Romanacci Compo Beach LLC, which leases the property, applied for a liquor permit because many residents press him to sell beer and wine, said Mario Ricci of the Romanacci restaurant group, which operates several restaurants in Fairfield County. “We started serving liquor as a request from the community,” he said. “For us it is an honor to be there. We tried to please the community.”
No drinking outside
Only patrons inside the small building have the opportunity to order beer or wine, he said. “There is no drinking outside on the property.” And in the winter, without beach traffic, serving alcoholic beverages will “keep the business up and running,” Ricci said.
Three suits
During the past year, neighbors filed three lawsuits against the process by which town bodies allowed the liquor permit. The defendants are the Zoning Board of Appeals, the Planning and Zoning Commission, Soundview Empowerment Alliance, and Romanacci Compo Beach LLC.
Neighbors have also filed a “remonstrance” with the Connecticut State Liquor Department asking that Romanacci’s LLC be denied a liquor permit, according to Warburg.
Liquor has been served there under a provisional permit for about 10 months, he said, “and there has not been a single incident related to the [liquor] license at all.”
Well-loved
Matthew Mandell, executive director of the Westport Chamber of Commerce and a District 1 representative on the RTM, has been circulating a “Don’t Kill the Old Mill,” flyer from the Soundview Empowerment Alliance to collect signatures on the petition. The organization is also collecting donations to defend against the neighbors’ lawsuits.

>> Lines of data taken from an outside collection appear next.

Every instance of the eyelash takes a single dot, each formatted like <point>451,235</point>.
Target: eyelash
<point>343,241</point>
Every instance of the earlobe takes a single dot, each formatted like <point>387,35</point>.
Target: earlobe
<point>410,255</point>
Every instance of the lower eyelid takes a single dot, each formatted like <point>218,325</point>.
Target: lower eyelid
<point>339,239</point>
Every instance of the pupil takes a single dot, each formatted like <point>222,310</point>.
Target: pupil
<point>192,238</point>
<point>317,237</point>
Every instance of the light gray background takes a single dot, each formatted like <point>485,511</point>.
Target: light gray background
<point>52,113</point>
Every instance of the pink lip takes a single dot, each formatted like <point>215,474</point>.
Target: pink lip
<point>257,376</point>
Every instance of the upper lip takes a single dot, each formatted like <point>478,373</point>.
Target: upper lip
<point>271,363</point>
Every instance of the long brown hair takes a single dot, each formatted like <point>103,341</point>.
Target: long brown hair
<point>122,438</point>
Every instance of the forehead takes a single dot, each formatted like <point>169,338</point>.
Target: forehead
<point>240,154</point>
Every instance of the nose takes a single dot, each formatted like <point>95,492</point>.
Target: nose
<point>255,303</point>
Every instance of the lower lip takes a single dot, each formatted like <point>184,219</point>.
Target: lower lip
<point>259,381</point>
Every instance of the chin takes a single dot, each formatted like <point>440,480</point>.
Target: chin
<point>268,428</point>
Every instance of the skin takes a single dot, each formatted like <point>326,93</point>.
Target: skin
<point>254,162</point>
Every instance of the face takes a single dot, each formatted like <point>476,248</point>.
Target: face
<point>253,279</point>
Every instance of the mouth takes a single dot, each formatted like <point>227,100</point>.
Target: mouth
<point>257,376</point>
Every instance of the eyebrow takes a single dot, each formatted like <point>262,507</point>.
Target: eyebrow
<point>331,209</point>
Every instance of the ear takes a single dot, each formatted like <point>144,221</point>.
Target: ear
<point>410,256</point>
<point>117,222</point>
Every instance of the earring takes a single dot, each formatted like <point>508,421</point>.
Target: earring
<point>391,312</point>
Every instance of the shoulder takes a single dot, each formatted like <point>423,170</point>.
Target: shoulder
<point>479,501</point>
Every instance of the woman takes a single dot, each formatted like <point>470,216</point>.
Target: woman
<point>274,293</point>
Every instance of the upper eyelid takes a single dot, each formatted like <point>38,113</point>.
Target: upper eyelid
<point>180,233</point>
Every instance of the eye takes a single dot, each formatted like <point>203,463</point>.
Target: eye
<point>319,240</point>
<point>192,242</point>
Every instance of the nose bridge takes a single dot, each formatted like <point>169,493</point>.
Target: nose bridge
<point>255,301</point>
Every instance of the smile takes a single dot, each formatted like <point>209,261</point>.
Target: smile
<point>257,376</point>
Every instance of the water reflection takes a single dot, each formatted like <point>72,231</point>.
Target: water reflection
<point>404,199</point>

“It’s a well-loved place,” Mandell said. There has been a long tradition in the beach neighborhood for children to go there to get an ice cream or another treat. Some neighbors even opposed a gelato cart that was very popular at the Old Mill, he said, and is not much different than serving ice cream out the window of the small building.
“They don’t want a commercial entity in their neighborhood even though when they moved here there were restaurants and the Old Mill Grocery here,” Mandell said of the few protesting neighbors. “But the community wants this business to stay where it is and serve this generation of young Westporters.”


As a lifelong Westporter who grew up in the neighborhood, this is in keeping with the history of the Old Mill Beach neighborhood. I worked at Allens Clam House and my friends family owned Cafe De La Plage. Both are sorely missed and added great charm- also both served alcohol. I truly hope those who are trying to kill this business really think it through and honor the history of the Old Mill Beach neighborhood. If you kill the business, don’t complain about what might come next – smoke shop perhaps?